A glass wall separates the area where the interns and several staff members work from the tiny room where Winnie ma’am consults and listens to the women. These women come in often to share their stories. Each story is different, but they all have one thing in common; They’ve made the courageous decision to leave an abusive relationship.
Tuesday I spent hours researching violence against women for an upcoming workshop. Winnie ma’am saw 3 women that day. My throat tightened as I read a BBC article that revealed haunting stats on crime against women.. one crime against women every three minutes, one rape every 29 minutes, one dowry death case every 77 minutes, one case of cruelty by husband and relatives every nine minutes.
The number of cases continues to rise and the government and authorities continue to push such cases to the back-burner. The husbands often bribe lawyers and court officials to deem the complaints illegitimate and quash the case leaving. Perhaps the most disturbing fact is that according to Unicef’s “Global Report Card on Adolescents 2012” 57% of adolescent boys and 53 % of adolescent girls believe domestic violence is justified.
As I continued my research, the articles containing testimonials of women who had experienced domestic abuse for years was never ending. Even women who come from wealthier families and have lawyers, doctors, and pastors as husbands have come forward. I had put off reading up on the infamous gang rape in Delhi that occurred just this past December. After I read the graphic and violent case description I couldn't read anymore. I felt completely sick that something so terrible existed outside of horror films and other forms of fiction.
As the last woman left Winnie’s office, she tidied a stack of papers and let out a sigh. I smiled as I glanced at the plaque tilted against the glass that reads "well behaved women rarely make history". Her eyes were tired and wary behind her tortoise shell cat-eye glasses. This woman has shown me just how much one individual can do. I realized that organizations like Maitri are here to help solidify these women’s decision to leave. They let them know that despite what cultural factors have taught them to believe, they deserve a life without fear.
I continue to meet women who were victimized and are survivors of such relationships. Removing themselves from these circumstances takes much more strength than I’d previously recognized. Making the decision to leave is the most tremendous first step, because for so long they have had their decisions made for them. Leaving is not only making the conscious decision to stand up for themselves despite of cultural norms, but they also have to make these decisions and navigate their lives feeling completely alone. This decision more often than not puts them at odds not only with their husband and in-laws but even their own parents and siblings. These women inspire me and are reminders of the strength within each individual.
As I sat in my chair brewing over everything I’d just researched I remembered my favorite quote.

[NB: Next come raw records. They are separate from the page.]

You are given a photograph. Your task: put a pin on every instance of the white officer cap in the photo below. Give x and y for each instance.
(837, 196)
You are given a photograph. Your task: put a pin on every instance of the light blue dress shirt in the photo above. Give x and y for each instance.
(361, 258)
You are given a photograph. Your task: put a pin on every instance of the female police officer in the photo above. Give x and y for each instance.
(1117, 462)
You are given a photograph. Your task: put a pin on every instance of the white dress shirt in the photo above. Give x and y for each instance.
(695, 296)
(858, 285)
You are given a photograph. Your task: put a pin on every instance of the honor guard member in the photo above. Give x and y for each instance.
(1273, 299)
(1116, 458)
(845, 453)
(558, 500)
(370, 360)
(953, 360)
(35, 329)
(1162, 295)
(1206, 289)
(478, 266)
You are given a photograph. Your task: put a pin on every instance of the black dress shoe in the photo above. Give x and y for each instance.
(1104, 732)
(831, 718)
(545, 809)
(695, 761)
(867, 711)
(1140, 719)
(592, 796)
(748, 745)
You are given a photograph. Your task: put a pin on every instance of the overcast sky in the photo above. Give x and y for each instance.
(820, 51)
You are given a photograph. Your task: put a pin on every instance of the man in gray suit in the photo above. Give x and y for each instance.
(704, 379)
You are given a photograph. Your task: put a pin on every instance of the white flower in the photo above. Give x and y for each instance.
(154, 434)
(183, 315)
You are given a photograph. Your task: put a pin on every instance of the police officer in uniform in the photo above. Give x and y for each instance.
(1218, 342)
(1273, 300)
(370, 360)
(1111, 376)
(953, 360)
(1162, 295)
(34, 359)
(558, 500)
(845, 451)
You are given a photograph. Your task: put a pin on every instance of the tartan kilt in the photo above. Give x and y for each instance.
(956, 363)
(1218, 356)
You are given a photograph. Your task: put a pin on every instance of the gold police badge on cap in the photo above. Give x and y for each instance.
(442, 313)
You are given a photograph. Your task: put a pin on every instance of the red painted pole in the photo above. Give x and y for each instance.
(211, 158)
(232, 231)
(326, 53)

“I never look at the masses as my responsibility; I look at the individual. I can only love one person at a time- just one, one, one. So you begin. I began- I picked up one person. Maybe if I didn’t pick up that one person, I wouldn’t have picked up forty-two thousand…The sam thing goes for you, the same thing in your family, the same thing in your church, your community. Just begin- One, One, One”—Mother Teresa
With such daunting statistics it’s hard for me not to become overwhelmed and feel “responsible for the masses”, and discouraged when I recognize that combatting the most difficult issues takes years and years of changing cultural mindsets. But I need to remember the power of the individual. I need to remember the women I've met who are survivors and look for the women like Winnie and other at Maitri who are creating tremendous change. In the end, each person helped is one more person whose life was changed for the better. One individual can produce just as astonishing statistics. “Just begin- One, One, One”.